Mathematics, the Chudnovskys enthusiastically declare, is a universal language required not just for computing but almost everything. “If you know math, you can do absolutely anything,” they both assert. The brothers are fond of the tale of the great 19th-century mathematician Josiah Willard Gibbs, who famously objected when administrators at Yale decided to stop requiring the study of mathematics in favor of Latin. “Mathematics is the language,” Gibbs had protested, and the brothers concur. “You use number theory every day, even if you don’t realize it,” David Chudnovsky says. “A cell phone requires number theory and algorithms. So does the television.
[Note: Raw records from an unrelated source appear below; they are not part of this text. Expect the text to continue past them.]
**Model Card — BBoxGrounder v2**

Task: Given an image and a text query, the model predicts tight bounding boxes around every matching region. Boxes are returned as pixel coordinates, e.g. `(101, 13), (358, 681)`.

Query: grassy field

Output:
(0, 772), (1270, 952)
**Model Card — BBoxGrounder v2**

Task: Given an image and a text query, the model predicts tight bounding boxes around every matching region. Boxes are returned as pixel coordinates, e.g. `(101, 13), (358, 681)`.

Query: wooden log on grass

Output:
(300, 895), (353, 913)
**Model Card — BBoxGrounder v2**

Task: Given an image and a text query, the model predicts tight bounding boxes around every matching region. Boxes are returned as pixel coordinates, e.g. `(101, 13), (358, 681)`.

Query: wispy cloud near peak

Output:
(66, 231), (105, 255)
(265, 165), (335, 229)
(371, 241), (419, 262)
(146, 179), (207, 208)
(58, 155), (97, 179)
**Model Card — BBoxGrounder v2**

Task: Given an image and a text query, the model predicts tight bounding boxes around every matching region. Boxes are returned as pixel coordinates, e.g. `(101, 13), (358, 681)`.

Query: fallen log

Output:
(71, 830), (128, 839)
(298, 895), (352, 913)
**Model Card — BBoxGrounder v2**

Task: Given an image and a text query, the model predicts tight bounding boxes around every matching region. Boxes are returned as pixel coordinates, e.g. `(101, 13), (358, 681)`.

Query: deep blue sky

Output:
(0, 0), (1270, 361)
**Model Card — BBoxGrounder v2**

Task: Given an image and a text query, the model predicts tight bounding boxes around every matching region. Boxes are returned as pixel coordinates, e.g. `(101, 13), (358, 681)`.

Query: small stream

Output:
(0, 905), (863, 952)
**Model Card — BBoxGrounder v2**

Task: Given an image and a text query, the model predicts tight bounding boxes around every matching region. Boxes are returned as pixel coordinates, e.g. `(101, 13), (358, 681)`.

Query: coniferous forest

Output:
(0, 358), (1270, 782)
It’s all mathematics in the form of digital signal processing.” The pair are quick, however, to praise the work of engineers, and they single out the NYU School of Engineering’s Department of Electrical Engineering, which they call “the best in the entire region.”
In addition to their admiration for engineers, the brothers hold artists in exceptionally high esteem, as evidenced by their love of Dürer, who was also, not at all incidentally, a mathematician. In honor of the 500th anniversary of Melencolia I, the Chudnovskys organized a conference, “500 Years of Melancholia in Mathematics,” which took place on May 17 at the school. The event—which was made possible by a generous grant from the Alfred P. Sloan Foundation, as the brothers very gratefully acknowledge—featured the world’s leading experts, including John Conway and Sergiu Klainerman (Princeton University), Jeffrey Lagarias (University of Michigan), John W. Morgan (Stony Brook University), Richard Schroeppel (Sandia National Lab), Richard Stanley (MIT), and Günter Ziegler (Free University of Berlin).
“YOU USE NUMBER THEORY EVERY DAY, EVEN IF YOU DON’T REALIZE IT. A CELL PHONE REQUIRES NUMBER THEORY AND ALGORITHMS. SO DOES THE TELEVISION.”
Many of their talks included discussions of magic squares and polyhedra, items featured prominently within Dürer’s iconic etching. (The engraving itself is displayed at New York City’s Metropolitan Museum of Art, and the day after the conference, the museum hosted a Sunday at the Met program, “Spotlight on a Masterpiece: Albrecht Dürer’s Melencolia I,” which featured a series of lectures by curators and historians.) Melencolia I depicts what is thought to be the first example of a 4x4 magic square ever published in Europe. Magic Squares consist of a series of numbers arranged in a square in such a way that the sum of each row, each column and both the corner diagonals adds up to the same sum, which is called the magic constant—in this case, 34—Dürer’s age when he did the engraving. (The two numbers in the center of Dürer’s bottom row, 15 and 14, represent the date of the engraving.) The engraving’s eight-sided polyhedron (consisting of two equilateral triangles and six irregular pentagons) bears the faint image of a human skull and has spawned dozens of scholarly treatises examining not only its geometrical significance but its possible artistic symbolism.
Dürer’s dual interest in mathematics and art led to his 1525 publication of the seminal book Underweysung der Messung (“Painter’s Manual”), one of the first ever to teach the methods of perspective, which he had learned in Italy. (The book featured the earliest known examples of polyhedral nets—polyhedra unfolded flat for printing.) David and Gregory Chudnovsky believe that more students, even those who don’t con- sider themselves “good at math,” should try to incorporate mathematics into their studies in a similar manner. “It’s schizophrenic,” Gregory Chudnovsky says, “this separation between the humanities and mathematics and the sciences. Young people should try to emulate Dürer.”